Another problem is that we just get bored and/or our skills are overtaken by events or technologies. It is hard to keep up with changing requirements. Most of us tend to slow down in our search for improvement after we think we have enough. This makes perfect sense. It is like the old joke that you always find your lost keys in the last place you look … because who keeps on looking after that. Calvin Coolidge said that you should always leave when they still want you to stay and it is very sad if you don’t take that advice.
So if most people probably shouldn’t just keep on doing their current job, what should they do? I met a guy who has one of the most perfect retirement jobs. He is the gunsmith/tinsmith at Old Salem, where he crafts guns and tools by hand. He told me that he wanted to be an artist, but discovered that there were more talented people than there were places for them to work, so he went into business. After retirement, he got to indulge his creative side again doing a job and developing skills that keep him both useful and busy. His picture is up top.
Not everybody can get this exact sort of job, but there are lots of jobs that are functionally equivalent. I want to spend some of my productive golden years doing forestry and working on real estate development. My currently amorphous & slow moving dream is to work some cluster development into working forest and agricultural land, allowing them to exist in a symbiotic way. I think too many people are living too far from natural systems and I include in this group many who live in ostensibly “natural communities” that separate the work of man from nature. When Thoreau tramped though the nature around Walden Pond, he and his neighbors were aware of where their food came from and where the wood that would heat their houses next winter was growing. I think we should strive to strike a balance with nature – local nature – not separate ourselves and/or treat nature like part fragile flower in a museum that will be profaned by our touch and human actions. I hope to make that the work of my sixth age. It will be useful and I hope profitable work. I would like to make the kids and (eventually I hope) grandchildren part of that before I shuffle off this mortal coil.

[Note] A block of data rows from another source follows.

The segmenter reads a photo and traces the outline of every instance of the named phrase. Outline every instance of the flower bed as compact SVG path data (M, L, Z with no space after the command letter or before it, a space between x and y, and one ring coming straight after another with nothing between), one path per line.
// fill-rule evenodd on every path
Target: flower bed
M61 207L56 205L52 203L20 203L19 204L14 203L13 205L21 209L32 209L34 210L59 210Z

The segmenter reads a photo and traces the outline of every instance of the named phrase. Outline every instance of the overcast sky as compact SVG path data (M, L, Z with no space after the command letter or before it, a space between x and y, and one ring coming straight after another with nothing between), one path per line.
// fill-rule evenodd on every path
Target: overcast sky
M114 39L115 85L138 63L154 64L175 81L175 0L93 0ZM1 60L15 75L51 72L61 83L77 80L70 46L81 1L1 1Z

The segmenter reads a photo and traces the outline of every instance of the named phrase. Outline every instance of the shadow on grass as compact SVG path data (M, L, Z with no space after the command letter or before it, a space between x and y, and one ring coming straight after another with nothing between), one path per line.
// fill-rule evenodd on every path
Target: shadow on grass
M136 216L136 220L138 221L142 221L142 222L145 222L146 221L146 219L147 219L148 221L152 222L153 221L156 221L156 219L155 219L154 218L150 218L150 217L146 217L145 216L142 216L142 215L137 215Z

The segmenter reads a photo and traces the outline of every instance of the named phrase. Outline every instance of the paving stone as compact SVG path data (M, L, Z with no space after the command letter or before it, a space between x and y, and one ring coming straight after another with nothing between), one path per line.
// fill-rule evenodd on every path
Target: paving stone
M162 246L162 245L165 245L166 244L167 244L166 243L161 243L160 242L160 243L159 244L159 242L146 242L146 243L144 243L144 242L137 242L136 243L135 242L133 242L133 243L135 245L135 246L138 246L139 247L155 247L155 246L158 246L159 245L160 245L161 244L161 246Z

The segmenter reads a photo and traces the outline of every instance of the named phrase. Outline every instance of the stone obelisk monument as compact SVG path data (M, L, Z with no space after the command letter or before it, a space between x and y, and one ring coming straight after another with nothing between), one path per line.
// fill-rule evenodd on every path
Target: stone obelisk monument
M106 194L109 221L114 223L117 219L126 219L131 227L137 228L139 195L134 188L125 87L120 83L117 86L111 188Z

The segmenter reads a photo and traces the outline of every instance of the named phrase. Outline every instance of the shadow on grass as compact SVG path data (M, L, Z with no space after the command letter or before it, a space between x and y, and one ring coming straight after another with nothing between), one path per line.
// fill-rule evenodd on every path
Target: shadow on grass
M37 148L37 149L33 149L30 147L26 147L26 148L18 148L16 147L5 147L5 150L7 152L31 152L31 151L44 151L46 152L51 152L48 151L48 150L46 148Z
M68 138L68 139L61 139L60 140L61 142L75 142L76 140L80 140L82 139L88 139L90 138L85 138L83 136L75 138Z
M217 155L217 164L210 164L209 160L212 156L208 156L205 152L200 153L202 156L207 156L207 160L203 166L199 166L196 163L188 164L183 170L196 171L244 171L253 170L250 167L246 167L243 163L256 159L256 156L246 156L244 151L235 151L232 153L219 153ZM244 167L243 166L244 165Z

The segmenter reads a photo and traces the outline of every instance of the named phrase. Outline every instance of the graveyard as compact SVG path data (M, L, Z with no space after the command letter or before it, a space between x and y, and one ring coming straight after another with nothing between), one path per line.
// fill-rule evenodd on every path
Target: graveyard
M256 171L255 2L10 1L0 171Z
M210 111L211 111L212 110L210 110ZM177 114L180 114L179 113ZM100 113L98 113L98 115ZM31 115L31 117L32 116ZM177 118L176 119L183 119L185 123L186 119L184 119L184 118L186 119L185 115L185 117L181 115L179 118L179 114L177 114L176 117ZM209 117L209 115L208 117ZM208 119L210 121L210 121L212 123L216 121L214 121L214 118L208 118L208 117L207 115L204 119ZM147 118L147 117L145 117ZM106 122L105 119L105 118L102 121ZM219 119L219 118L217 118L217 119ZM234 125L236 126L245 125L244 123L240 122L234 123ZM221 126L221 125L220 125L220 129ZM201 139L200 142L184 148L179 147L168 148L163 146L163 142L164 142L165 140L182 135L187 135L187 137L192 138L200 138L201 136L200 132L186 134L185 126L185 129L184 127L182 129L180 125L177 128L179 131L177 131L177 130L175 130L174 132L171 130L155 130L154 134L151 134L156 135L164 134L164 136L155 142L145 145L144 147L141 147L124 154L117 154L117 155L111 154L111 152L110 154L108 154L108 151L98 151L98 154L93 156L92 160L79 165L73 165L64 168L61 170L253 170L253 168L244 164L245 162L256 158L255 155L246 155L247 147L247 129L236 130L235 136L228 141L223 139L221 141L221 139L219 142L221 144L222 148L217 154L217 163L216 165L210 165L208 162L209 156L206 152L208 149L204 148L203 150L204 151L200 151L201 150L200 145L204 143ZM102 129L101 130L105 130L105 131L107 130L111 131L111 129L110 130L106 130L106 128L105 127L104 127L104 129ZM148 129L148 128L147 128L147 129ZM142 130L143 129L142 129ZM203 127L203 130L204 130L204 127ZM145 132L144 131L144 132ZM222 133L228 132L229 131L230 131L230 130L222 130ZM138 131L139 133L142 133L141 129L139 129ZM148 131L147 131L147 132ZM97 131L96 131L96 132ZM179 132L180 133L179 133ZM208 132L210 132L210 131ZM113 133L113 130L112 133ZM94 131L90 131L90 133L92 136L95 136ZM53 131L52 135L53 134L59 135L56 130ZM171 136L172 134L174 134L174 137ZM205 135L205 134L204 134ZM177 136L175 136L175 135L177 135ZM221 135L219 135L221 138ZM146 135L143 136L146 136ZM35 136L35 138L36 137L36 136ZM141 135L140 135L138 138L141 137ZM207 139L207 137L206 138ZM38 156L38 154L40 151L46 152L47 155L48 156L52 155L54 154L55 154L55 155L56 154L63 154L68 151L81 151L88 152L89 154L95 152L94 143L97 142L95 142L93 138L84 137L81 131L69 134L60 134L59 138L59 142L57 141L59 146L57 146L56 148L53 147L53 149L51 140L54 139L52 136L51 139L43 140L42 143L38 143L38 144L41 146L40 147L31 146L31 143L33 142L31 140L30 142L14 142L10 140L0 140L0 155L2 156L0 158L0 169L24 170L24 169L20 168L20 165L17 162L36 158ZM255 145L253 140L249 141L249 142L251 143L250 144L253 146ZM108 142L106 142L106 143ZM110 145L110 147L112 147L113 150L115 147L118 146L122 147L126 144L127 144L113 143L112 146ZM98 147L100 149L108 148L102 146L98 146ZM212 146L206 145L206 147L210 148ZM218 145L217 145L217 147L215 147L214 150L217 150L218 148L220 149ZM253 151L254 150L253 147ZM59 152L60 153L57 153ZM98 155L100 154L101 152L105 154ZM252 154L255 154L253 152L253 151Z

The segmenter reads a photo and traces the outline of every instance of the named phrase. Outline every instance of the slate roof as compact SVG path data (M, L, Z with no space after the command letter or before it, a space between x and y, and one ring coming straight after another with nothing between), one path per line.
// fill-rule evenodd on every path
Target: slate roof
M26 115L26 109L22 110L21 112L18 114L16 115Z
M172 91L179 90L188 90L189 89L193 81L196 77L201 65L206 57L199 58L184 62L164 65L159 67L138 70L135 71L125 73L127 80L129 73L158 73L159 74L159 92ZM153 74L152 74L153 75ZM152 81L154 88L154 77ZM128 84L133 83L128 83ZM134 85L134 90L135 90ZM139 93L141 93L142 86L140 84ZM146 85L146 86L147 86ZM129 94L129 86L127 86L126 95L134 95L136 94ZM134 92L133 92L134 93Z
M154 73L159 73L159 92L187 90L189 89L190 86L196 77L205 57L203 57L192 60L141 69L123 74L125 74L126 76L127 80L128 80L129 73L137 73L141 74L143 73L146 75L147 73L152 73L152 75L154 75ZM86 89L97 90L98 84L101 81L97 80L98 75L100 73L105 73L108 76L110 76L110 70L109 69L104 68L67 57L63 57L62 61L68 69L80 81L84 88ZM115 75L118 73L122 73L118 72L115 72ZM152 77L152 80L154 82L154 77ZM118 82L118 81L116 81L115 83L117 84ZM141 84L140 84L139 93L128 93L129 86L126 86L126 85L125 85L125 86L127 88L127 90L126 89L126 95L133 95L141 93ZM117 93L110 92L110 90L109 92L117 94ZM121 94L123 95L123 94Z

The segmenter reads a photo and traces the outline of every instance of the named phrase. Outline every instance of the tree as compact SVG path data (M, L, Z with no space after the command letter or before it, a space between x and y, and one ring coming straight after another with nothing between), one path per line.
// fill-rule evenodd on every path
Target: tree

Most people have something like this that they can do and want to do, something that will give them meaningful work until they can work no longer. I want to die with my boots on and I think most people want to keep working if they think about it. Years of leisure sound great until you have to live through them.
The Bible tells us that the lifespan of a man is three-score and ten. That’s seventy years and roughly ten years for each of the seven ages of man. We do better than that today.
If we tweak Social Security rules to make it easier and more lucrative for retired folks to work, I think more of them will. And if we made work rules more flexible to allow more part-time, flexible and intermittent work schedules, we can keep people working for decades past official retirement. New studies indicate that many of us will live to be 100 or 110. We really don’t want to work for forty-five years and then retire for another forty-five years and just wait listening for the steps of the grim reaper. Old people can be assets or burdens to the earth. Increasingly it is a choice get to make ourselves.
Above is the single men’s workshop at Old Salem. Below is the shoe maker’s room in Old Salem. There is a story about a man who was in a terrible accident. When he woke up in hospital the doctor said, “I have some good news and bad news for you.” The guy asked for the bad news first. The doctor told him, “we had to amputate both your legs.” The guy shouted back, “what could possibly be good news to make up for that?” “The guy in the next bed wants to buy your shoes.”